Employee Stock Options
Representative Eshoo has long been concerned about the impact of
changes in accounting rules on broad-based stock options plans and the
employees that benefit from this important employee ownership tool. For
more than a decade, the Financial Accounting Standards Board (FASB)
threatened to require stock options to be deducted from a company's
earnings, and in recent years it has seized on unrelated corporate
accounting scandals to push forward on this agenda.
In the 108th Congress, Rep. Eshoo was the lead
Democratic sponsor of H.R. 3574, the Stock Option Accounting Reform
Act, which attracted over 130 bipartisan cosponsors, and passed the
House by an overwhelming margin of 312-111. Unfortunately, without the
support of the Administration, the bill died in the Senate and in
December of 2004 FASB finalized its mandatory stock options expensing
standard. The rule was subsequently adopted by the Securities and
Exchange Commission (SEC) and mandatory stock options expensing is now
required of all public companies. Representative Eshoo reintroduced
legislation in the 109th Congress, H.R. 913, the Broad-Based Stock Option Plan Transparency Act, to prevent the FASB rule from taking effect, but the legislation has not been considered by the House.
FASB's mandatory expensing rule has had a significant impact on
companies that rely on options to recruit and retain the most talented
employees. Many have been forced to drop or severely limit employee
option plans because of the prospect of taking a huge and misleading
charge against their bottom line in accounting statements. Industry
groups and companies are continuing to work with the SEC to press them
to develop a realistic expensing model, but it's unclear whether these
discussions will bear fruit. Representative Eshoo remains concerned
about the impact of the mandatory expensing rule and will continue to
look for ways to mitigate the impact of this regulation on companies
and rank-and-file employees.
Privacy
The issue of personal privacy is one that the American people feel to
the core of their being. When any of us provide an institution with
personal information, we want to be sure that the information is used
in the narrowest sense, and that the information will be protected from
misuse or theft. At a minimum, companies should be required to disclose
if they buy or sell consumer information or if they track the
whereabouts of Internet surfers even after they've left a company's
website. Consumers should be given the opportunity to opt-out of this
use of their information.
There is a growing need for protection of individual privacy, and as a
Member of the House Committee on Energy and Commerce, Rep. Eshoo will
be actively involved in congressional efforts to implement sound,
strong privacy laws to protect consumers and prevent fraud and identity
theft.

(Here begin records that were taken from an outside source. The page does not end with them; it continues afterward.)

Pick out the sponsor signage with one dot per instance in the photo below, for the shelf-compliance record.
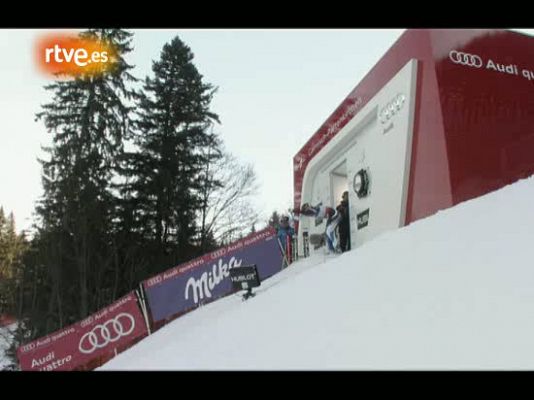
(244, 278)
(475, 61)
(207, 278)
(74, 346)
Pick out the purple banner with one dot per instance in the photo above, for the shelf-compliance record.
(207, 278)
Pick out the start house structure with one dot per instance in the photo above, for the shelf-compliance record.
(443, 117)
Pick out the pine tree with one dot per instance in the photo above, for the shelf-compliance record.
(89, 117)
(173, 135)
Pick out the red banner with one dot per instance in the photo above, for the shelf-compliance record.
(76, 345)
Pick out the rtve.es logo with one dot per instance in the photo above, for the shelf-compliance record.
(71, 55)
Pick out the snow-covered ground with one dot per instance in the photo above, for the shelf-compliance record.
(452, 291)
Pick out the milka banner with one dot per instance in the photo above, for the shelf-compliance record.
(207, 278)
(76, 345)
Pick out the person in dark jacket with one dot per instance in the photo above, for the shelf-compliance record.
(344, 223)
(333, 217)
(285, 235)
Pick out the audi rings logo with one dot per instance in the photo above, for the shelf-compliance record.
(27, 347)
(470, 60)
(391, 108)
(109, 332)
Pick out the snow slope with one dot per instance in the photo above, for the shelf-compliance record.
(452, 291)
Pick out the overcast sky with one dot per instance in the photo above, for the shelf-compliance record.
(276, 87)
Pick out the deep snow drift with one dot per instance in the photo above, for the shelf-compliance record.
(452, 291)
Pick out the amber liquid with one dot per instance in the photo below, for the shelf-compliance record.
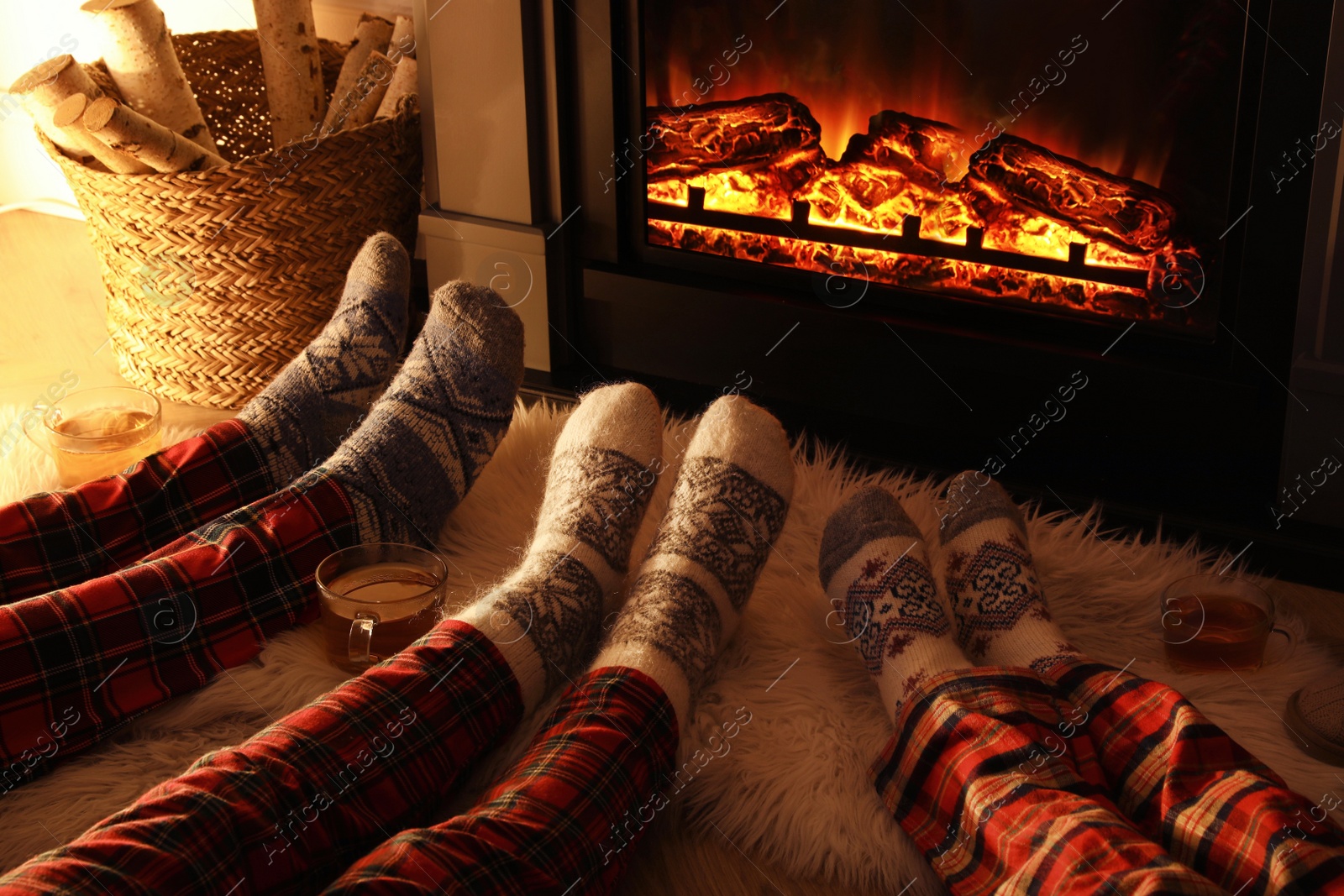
(402, 597)
(1215, 631)
(102, 441)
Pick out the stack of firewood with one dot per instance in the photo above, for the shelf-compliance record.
(155, 123)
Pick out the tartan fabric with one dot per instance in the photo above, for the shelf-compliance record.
(291, 808)
(564, 819)
(60, 539)
(77, 663)
(1090, 781)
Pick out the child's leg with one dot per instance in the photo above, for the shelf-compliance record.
(60, 539)
(976, 775)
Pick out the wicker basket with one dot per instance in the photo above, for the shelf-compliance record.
(215, 280)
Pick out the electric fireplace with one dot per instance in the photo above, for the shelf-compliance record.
(914, 228)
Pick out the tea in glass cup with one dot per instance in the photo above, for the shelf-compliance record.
(100, 432)
(376, 600)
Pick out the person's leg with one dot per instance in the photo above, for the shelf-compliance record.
(77, 663)
(60, 539)
(1175, 774)
(976, 773)
(564, 817)
(296, 804)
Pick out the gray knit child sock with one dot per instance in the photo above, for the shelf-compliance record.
(1000, 609)
(875, 570)
(546, 614)
(428, 437)
(725, 513)
(308, 409)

Through the combined efforts of government and industry, Rep.
Eshoo hopes to develop privacy legislation that will give consumers
control over their own privacy and require the private sector to be a
responsible steward of their personal information.
Patent Reform
Our
patent system currently suffers from a large backlog in processing
patents and many have expressed concerns that the Patent and Trademark
Office (PTO) needs additional expertise and resources to keep pace with
the rapid innovation of the 21st Century. While additional investments
in the PTO were made in the last Congress, additional reforms are
needed to ensure that the PTO and the U.S. patent system are sound over
the long term.
In order to ensure that our patent system is able to respond to the
rapid pace of innovation, it's important for Congress to establish a
better balance between the needs of innovators to produce new products
without the burden of unnecessary patent litigation and the interests
of inventors in their legitimate intellectual property. These reforms
will enable greater research and development of new technologies,
stimulating the economy and creating new, high-paying jobs.